David Dreman uses a contrarian investing approach in an attempt to profit from irrational heuristic thinking. Today I want to discuss Dreman’s suggestions to protect yourself from such harmful cognitive biases.

With regard to the representativeness heuristic, Dreman suggests focusing on relevant factors that may result in an entirely different investment result. Do not be blinded by similarity. Sometimes only a slight similarity is necessary to significantly resonate with us especially if a big profit/loss was realized in the previous instance.

Dreman cautions against being influenced by short-term returns of a money manager, analyst, or any kind of financial adviser. The better the numbers, the more alluring the results but this is based on an insufficiently small sample size. Look for stronger supporting evidence like a longer term track record.

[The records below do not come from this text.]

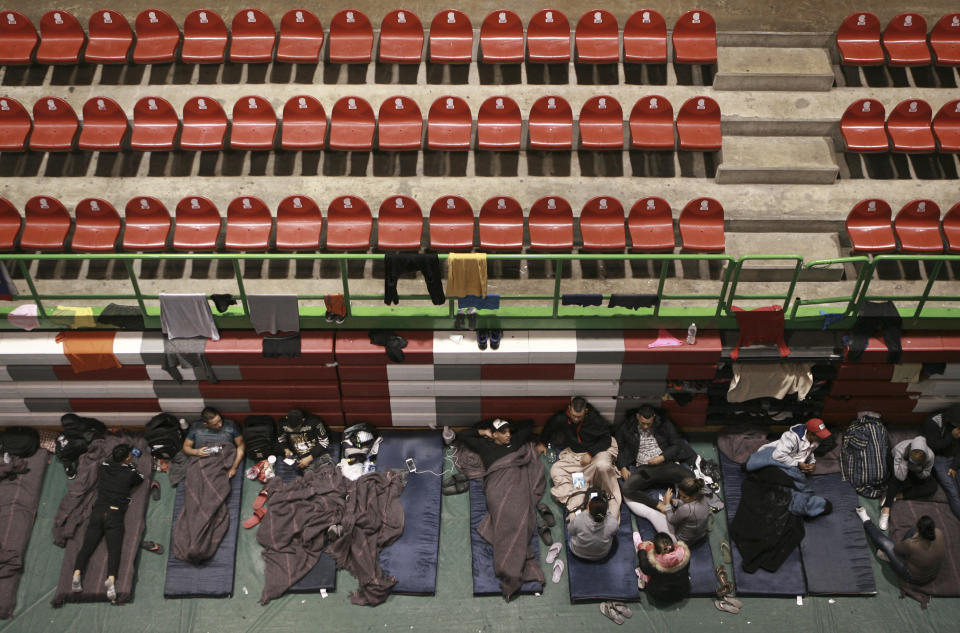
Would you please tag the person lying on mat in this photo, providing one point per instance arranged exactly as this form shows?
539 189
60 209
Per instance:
304 437
117 478
213 431
685 517
918 557
593 528
912 476
650 446
664 568
590 453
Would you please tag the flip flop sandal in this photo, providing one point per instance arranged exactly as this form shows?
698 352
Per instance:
546 515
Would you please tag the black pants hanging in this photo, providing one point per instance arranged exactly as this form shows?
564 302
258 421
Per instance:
106 522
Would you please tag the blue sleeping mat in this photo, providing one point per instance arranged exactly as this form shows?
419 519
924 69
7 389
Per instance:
414 557
846 566
703 580
324 573
786 581
214 578
611 578
485 582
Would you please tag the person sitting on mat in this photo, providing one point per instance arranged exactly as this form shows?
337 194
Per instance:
593 528
664 568
211 432
590 452
684 518
651 446
912 475
918 557
304 437
117 478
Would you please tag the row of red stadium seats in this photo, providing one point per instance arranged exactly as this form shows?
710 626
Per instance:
349 225
353 125
253 38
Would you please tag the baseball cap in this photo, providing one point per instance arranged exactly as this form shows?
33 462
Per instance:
818 428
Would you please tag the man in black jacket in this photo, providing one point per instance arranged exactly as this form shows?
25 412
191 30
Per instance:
589 449
652 453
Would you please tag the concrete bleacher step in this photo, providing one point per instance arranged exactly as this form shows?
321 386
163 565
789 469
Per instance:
771 160
759 68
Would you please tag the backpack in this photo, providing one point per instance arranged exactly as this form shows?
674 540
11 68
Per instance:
22 441
260 436
164 436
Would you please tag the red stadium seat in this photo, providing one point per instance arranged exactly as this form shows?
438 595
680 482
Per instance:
451 38
98 226
863 127
10 223
501 225
351 38
46 226
695 38
299 224
198 225
349 224
254 124
601 123
61 38
602 225
204 124
651 124
399 124
858 39
15 125
550 124
945 40
399 224
551 225
301 37
698 125
946 126
352 124
499 124
252 37
401 38
909 127
304 124
918 227
645 38
18 38
451 224
449 124
158 36
501 38
155 125
869 228
701 226
548 37
248 225
651 226
598 38
147 225
951 228
54 125
204 38
109 39
905 40
104 125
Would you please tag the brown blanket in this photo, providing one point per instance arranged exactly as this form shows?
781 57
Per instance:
294 530
204 520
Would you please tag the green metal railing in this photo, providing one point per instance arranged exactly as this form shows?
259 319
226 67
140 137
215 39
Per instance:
714 309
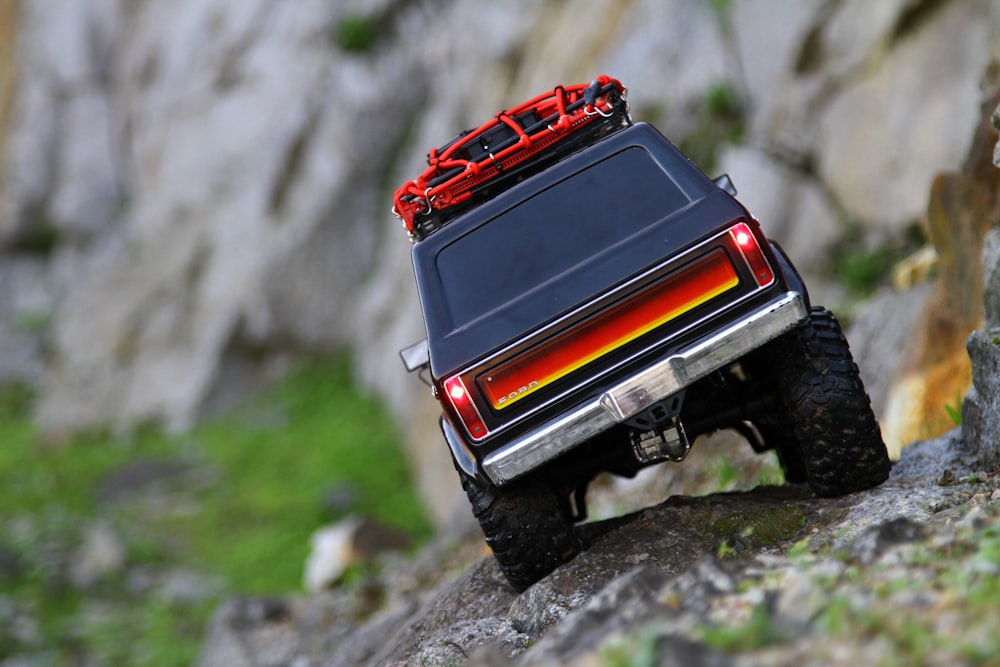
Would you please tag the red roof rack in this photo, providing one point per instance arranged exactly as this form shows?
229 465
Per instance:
479 158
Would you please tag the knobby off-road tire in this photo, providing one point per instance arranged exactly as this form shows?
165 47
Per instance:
527 526
827 429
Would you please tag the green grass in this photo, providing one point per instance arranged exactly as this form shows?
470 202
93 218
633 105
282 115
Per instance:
240 516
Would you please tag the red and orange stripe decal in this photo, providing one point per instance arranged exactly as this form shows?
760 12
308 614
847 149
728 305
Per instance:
625 322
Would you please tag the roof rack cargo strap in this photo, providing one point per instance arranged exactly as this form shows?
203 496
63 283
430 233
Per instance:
508 139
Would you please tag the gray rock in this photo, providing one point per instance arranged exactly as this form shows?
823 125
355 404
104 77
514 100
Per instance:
981 407
101 554
991 278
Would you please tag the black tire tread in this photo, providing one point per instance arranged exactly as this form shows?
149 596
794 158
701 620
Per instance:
827 411
525 525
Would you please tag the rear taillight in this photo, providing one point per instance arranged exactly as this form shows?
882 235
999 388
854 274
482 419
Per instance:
747 244
458 396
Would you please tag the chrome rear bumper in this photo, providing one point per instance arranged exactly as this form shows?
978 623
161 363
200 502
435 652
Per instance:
638 392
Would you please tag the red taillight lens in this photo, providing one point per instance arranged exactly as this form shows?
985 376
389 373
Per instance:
459 398
747 244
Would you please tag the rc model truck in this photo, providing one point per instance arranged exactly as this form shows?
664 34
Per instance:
593 303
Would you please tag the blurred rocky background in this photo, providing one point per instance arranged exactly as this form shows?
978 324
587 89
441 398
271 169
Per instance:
194 195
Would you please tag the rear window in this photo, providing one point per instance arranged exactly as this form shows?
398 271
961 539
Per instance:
555 238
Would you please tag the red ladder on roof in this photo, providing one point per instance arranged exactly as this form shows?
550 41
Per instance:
456 169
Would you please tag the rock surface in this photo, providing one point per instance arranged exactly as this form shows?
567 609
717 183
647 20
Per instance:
194 194
673 578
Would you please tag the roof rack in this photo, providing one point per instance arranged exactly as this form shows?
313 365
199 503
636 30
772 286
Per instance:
477 164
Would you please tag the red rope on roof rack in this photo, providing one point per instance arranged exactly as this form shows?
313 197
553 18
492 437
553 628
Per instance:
450 177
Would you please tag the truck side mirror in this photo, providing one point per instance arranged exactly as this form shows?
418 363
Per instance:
416 357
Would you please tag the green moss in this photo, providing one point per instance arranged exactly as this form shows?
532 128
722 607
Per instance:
721 115
764 528
240 513
356 34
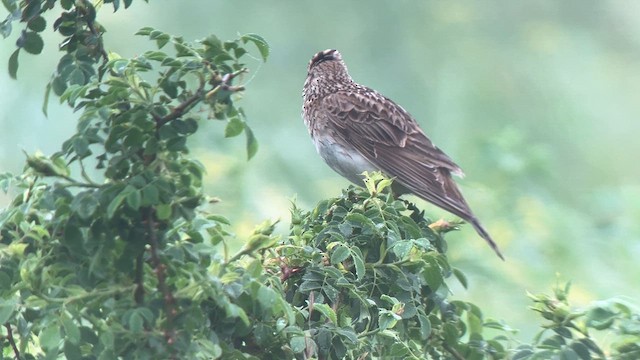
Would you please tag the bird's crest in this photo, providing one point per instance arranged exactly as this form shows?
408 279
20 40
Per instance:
326 55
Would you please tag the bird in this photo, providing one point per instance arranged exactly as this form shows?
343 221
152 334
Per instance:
357 129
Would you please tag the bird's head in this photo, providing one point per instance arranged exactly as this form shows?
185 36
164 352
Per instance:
327 65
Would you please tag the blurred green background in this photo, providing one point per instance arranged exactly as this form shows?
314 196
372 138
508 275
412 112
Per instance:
539 103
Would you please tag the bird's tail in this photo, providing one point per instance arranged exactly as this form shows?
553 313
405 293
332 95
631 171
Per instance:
485 235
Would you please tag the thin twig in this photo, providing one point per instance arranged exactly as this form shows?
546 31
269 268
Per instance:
160 268
12 341
181 109
452 351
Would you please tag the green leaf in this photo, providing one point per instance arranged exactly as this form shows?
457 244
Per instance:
358 261
13 64
298 344
71 330
260 42
81 146
115 204
163 211
462 278
234 127
134 199
37 24
45 103
136 322
31 42
145 31
600 318
50 337
267 297
425 327
252 143
72 351
327 311
568 354
340 253
387 320
85 204
6 310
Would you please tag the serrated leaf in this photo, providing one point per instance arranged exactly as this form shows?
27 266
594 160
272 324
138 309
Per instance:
134 199
163 211
298 344
339 254
72 351
462 278
252 142
327 312
260 43
13 64
45 103
234 127
6 310
37 24
358 262
31 42
71 330
136 322
50 337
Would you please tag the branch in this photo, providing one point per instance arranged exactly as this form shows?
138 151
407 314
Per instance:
12 341
139 292
160 268
452 351
181 109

Dreman suggests being doubly cautious of short-term returns when they deviate significantly from long-term averages. This applies to performance of money managers, analysts, and advisers as well as to individual stocks or funds. Mean-reversion is the rule, not the exception.

Dreman recommends patience with new investment strategies rather than expectation of quick success. Investors are more likely to adopt strategies that have recently done well, which implicates mean-reversion as an immediate headwind. One way to offset this would be to enter a strategy when it seems somewhat out-of-favor. Such a strategy has already mean-reverted or is broken altogether, in which case future outperformance will no longer result. Only in retrospect can these two possibilities be differentiated.

These are four ways to prevent biases from affecting your investing decisions.

Dreman suggests purchasing out-of-favor stocks (e.g. low price-to-earnings ratios) as one way to profit from the biases of others. While this idea sounds good, as with most other strategies I would be interested to see a large backtest to better understand context.